As a dancer I feel like I have got the chance to develop my skills in dance in several areas. Some schools might focus only on certain aspects, but at Trinity Laban you get to grow in technique, creative and choreographic practice and also in the academic and more analytical and reflective sides of dance. As I wished to have more creativity and room for thought and reflection in my training as well as technique, for me Trinity Laban was the right choice, as I find that combination very satisfying. For me, that makes me feel more prepared for after education and it feels like I have knowledge and skills that I can use in several areas. But most importantly, other than getting stronger technically and developing my creative skills and so on, I feel like the journey through the course has helped me to get to know myself as a dancer: what I like, what interests me, how I want to work. I think that is a very valuable thing to have gained here at Trinity Laban.

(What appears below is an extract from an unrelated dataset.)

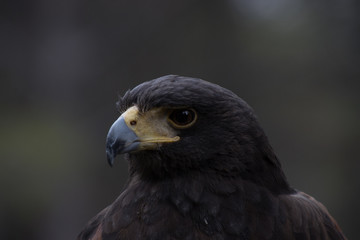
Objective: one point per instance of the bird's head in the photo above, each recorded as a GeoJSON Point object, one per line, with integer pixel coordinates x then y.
{"type": "Point", "coordinates": [174, 125]}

I think my favourite performing experience at Trinity Laban must be the choreography shows in my second year. We all create one choreography each, and perform as dancers for each other, and in the end 24 choreographies are selected from the 90 choreographies in the year to be performed in the Laban Theatre. I was really lucky to be dancing in three of the selected pieces, and it was a very intense, fun, busy and exciting period that taught us a lot about how we want to work, and where we got to explore the roles of choreographer and dancer to a full extent. In the end, the choreographers for the pieces got to decide everything from costumes to lighting, and some of us were even invited to perform some of the pieces at a dance festival in Italy, which we did just before starting our third year.

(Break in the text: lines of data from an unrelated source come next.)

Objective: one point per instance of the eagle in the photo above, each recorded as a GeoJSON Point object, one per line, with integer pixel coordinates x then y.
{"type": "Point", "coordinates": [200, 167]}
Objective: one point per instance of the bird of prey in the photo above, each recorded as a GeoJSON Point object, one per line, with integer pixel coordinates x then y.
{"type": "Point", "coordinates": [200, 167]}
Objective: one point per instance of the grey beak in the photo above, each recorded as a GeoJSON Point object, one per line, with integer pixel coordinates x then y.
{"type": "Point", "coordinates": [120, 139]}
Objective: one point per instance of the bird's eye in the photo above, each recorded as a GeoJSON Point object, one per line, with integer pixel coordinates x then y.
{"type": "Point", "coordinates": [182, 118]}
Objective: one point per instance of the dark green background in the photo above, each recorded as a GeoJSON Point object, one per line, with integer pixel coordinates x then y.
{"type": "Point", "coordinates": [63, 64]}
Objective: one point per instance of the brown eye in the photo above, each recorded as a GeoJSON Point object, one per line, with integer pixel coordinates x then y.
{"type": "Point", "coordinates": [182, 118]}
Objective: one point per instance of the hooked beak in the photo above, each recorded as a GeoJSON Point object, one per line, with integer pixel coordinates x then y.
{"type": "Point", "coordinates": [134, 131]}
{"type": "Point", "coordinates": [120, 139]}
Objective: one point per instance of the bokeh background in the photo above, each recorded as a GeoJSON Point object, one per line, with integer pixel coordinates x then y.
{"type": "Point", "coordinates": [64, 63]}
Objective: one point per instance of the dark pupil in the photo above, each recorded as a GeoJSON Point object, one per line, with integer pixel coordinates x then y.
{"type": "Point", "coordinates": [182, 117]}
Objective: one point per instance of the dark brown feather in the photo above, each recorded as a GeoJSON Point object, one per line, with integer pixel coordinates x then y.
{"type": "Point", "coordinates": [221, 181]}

The CoLab project gave us the opportunity to collaborate with the musicians. During the project the musicians and the dancers learned a lot about how the other group works creatively in a very open and playful environment. I’ve done projects outside of school as well with people I met through a CoLab project.
Trinity Laban has a good support system if you need it. Of course it’s up to everyone to make use of it, and you might never need to, but there is a lot of support and help for your individual situation that you can access if you just ask for it. Personally, I got pregnant between second and third years, and because of this I needed to make some adjustments to the length and nature of my study. The teachers, tutors and leaders of the programme were open and willing to listen, support, adjust and advise me in this situation. This is something that can be good to know as things such as injuries and other changes to your situation can occur at any point, and you might want to study somewhere where you will be offered help and support if that should happen.
My experience at Trinity Laban has been inspiring and opening, and has given me a great toolbox to use after my education.